SLURM Job Scripts

This guide covers writing and submitting SLURM batch job scripts.

Basic Job Script Structure

#!/bin/bash
#SBATCH --job-name=my-job          # Job name
#SBATCH --partition=cpu            # Queue/partition
#SBATCH --nodes=1                  # Number of nodes
#SBATCH --ntasks=8                 # Number of tasks
#SBATCH --time=01:00:00           # Time limit (HH:MM:SS)
#SBATCH --output=my-job-%j.out    # Output file (%j = job ID)
#SBATCH --error=my-job-%j.err     # Error file

# Your commands here
echo "Running on $(hostname)"
echo "Job ID: $SLURM_JOB_ID"

python my_script.py

Common SBATCH Options

Option	Description	Example
`--job-name`	Job name	`--job-name=training`
`--partition`	Queue to use	`--partition=gpu-inferencing`
`--nodes`	Number of nodes	`--nodes=2`
`--ntasks`	Total tasks	`--ntasks=16`
`--ntasks-per-node`	Tasks per node	`--ntasks-per-node=8`
`--cpus-per-task`	CPUs per task	`--cpus-per-task=4`
`--gres`	Generic resources	`--gres=gpu:1`
`--time`	Time limit	`--time=24:00:00`
`--mem`	Memory per node	`--mem=32G`
`--output`	Stdout file	`--output=job-%j.out`
`--error`	Stderr file	`--error=job-%j.err`

Example: CPU Job

#!/bin/bash
#SBATCH --job-name=cpu-job
#SBATCH --partition=cpu
#SBATCH --nodes=1
#SBATCH --ntasks=8
#SBATCH --time=01:00:00
#SBATCH --output=cpu-job-%j.out

echo "Running on $(hostname)"
echo "Job ID: $SLURM_JOB_ID"
echo "CPUs allocated: $SLURM_CPUS_ON_NODE"

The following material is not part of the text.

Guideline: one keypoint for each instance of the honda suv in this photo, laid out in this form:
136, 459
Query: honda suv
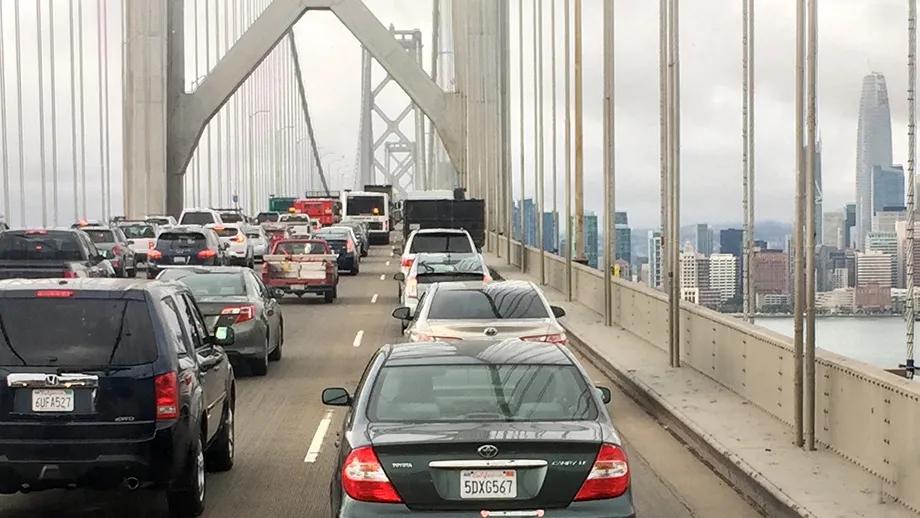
127, 388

# Load any required modules
module load python/3.10

# Run your script
python my_cpu_script.py

Example: GPU Inference Job

#!/bin/bash
#SBATCH --job-name=gpu-inference
#SBATCH --partition=gpu-inferencing
#SBATCH --nodes=1
#SBATCH --gres=gpu:1
#SBATCH --time=02:00:00
#SBATCH --output=gpu-inference-%j.out

echo "Running on $(hostname)"
echo "GPU Info:"
nvidia-smi

# Set CUDA environment
export CUDA_VISIBLE_DEVICES=$SLURM_JOB_GPUS

# Run inference
python inference.py --model /mnt/odin/models/my_model.pt

Example: H100 Training Job

#!/bin/bash
#SBATCH --job-name=h100-training
#SBATCH --partition=odin
#SBATCH --nodes=1
#SBATCH --gres=gpu:8
#SBATCH --ntasks-per-node=8
#SBATCH --time=24:00:00
#SBATCH --output=h100-training-%j.out

echo "Running on $(hostname)"
echo "GPUs allocated: $CUDA_VISIBLE_DEVICES"
nvidia-smi

# Activate environment
source /mnt/shared/envs/pytorch/bin/activate

# Multi-GPU training with torchrun
torchrun --nproc_per_node=8 train.py \
    --data /mnt/odin/datasets/training_data \
    --output /mnt/qcs/qcs-odin-dev-output/results

Example: Multi-Node Distributed Training

#!/bin/bash
#SBATCH --job-name=distributed-training
#SBATCH --partition=odin
#SBATCH --nodes=2
#SBATCH --gres=gpu:8
#SBATCH --ntasks-per-node=8
#SBATCH --time=48:00:00
#SBATCH --output=distributed-%j.out

echo "Master node: $SLURM_NODELIST"
echo "Total nodes: $SLURM_NNODES"
echo "Total GPUs: $((SLURM_NNODES * 8))"

# Get master address
export MASTER_ADDR=$(scontrol show hostnames $SLURM_JOB_NODELIST | head -n 1)
export MASTER_PORT=29500

# Run distributed training
srun torchrun \
    --nnodes=$SLURM_NNODES \
    --nproc_per_node=8 \
    --rdzv_id=$SLURM_JOB_ID \
    --rdzv_backend=c10d \
    --rdzv_endpoint=$MASTER_ADDR:$MASTER_PORT \
    train_distributed.py

Job Submission Commands

Submit a job:

sbatch my_job.sh

Submit with overrides:

sbatch --partition=gpu-inferencing --time=04:00:00 my_job.sh

Submit with job array:

sbatch --array=1-10 array_job.sh

Environment Variables

SLURM sets these variables in your job:

Variable	Description
`SLURM_JOB_ID`	Job ID
`SLURM_JOB_NAME`	Job name
`SLURM_NODELIST`	Allocated nodes
`SLURM_NNODES`	Number of nodes
`SLURM_NTASKS`	Number of tasks
`SLURM_CPUS_ON_NODE`	CPUs on this node
`SLURM_JOB_GPUS`	Allocated GPUs
`CUDA_VISIBLE_DEVICES`	CUDA GPU IDs

Output Files

Use %j for job ID substitution in output filenames:

#SBATCH --output=logs/%x-%j.out   # %x = job name
#SBATCH --error=logs/%x-%j.err

Common patterns:

%j - Job ID
%x - Job name
%N - Node name
%a - Array task ID